Most recommender demos are a content-similarity cosine over a frozen dataset. I wanted the real thing: a two-stage retrieve-and-rank system the way production recommenders are built, running on live data, usable by a first-time visitor with no history, and able to answer a feeling rather than an id.

Approach

  • Two stages. Stage one is a two-tower neural model with separate user and item encoders, trained with in-batch-negative sampled softmax.

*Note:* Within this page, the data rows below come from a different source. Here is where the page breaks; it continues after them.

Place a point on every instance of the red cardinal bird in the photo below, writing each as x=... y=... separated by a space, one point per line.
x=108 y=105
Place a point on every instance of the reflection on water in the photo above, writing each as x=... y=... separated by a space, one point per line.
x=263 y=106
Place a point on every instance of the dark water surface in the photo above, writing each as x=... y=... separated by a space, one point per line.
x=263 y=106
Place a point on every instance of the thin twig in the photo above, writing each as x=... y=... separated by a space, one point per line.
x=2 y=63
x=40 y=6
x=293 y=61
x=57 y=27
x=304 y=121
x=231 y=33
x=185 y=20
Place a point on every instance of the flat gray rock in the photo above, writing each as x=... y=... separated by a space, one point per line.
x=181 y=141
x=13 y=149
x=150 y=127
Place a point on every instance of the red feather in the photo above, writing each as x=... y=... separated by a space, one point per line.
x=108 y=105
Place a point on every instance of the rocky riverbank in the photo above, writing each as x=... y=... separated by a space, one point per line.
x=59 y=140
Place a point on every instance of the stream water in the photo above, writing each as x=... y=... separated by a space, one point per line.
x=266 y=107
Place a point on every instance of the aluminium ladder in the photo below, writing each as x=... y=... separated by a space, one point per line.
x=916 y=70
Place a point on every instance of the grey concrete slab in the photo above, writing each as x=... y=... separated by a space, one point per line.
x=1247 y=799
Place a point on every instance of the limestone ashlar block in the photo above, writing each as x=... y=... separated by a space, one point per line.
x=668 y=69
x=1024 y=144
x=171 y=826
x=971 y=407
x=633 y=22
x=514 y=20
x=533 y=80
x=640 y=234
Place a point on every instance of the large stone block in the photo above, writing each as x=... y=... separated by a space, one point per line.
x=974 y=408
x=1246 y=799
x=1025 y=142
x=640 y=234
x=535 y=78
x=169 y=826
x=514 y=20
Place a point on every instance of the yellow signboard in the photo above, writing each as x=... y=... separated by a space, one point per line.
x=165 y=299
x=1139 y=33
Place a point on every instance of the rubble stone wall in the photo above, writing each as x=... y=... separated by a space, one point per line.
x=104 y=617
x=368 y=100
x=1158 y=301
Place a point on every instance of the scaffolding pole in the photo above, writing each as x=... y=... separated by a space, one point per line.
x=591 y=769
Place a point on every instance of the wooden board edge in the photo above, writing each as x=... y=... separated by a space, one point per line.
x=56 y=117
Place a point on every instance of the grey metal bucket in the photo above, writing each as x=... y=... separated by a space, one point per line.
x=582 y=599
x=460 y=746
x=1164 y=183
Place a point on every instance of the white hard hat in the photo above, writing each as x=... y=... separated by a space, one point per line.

At serving time the user (or a text query) is embedded and the top few hundred candidates are pulled by approximate nearest-neighbor search. The index is Proxima, my own C++ HNSW engine, running its int8 SQ8 mode to keep the serving memory small. Stage two is a neural ranker that re-scores those candidates.
  • Hybrid signals and cold start. Collaborative signal comes from MovieLens; content embeddings of title, genres, tags, and the TMDB plot, cast, and director come from a sentence-transformer. A content-aware item tower means a brand-new movie with zero ratings still gets a usable embedding.
  • Live and current. A daily job pulls trending and now-playing titles from the TMDB API and folds them into the index, so recommendations include movies released after the dataset froze.
  • Natural-language search. A free-text request is embedded into the same item space and used as the retrieval query, so the system answers vibes, not just ids.
  • Honest evaluation. A leakage-free temporal split, with Recall, NDCG, and MAP reported against a popularity baseline and a content-similarity baseline.

Result

The hybrid two-tower beats both baselines on the held-out split. On items withheld from training entirely it recovers roughly ten times the recall of a collaborative-only system, which is the cold-start mechanism doing its job. The whole thing serves behind a FastAPI backend and a React frontend, Dockerized for a small always-on host, with a “pick a few you like” onboarding so a first-time visitor gets good results immediately. The ranker taught the most: the usual hard-negative advice quietly sabotages a re-ranker on sparse implicit feedback, because the retrieved negatives contain the user’s own held-out future positives, so it learns to bury exactly what the eval rewards.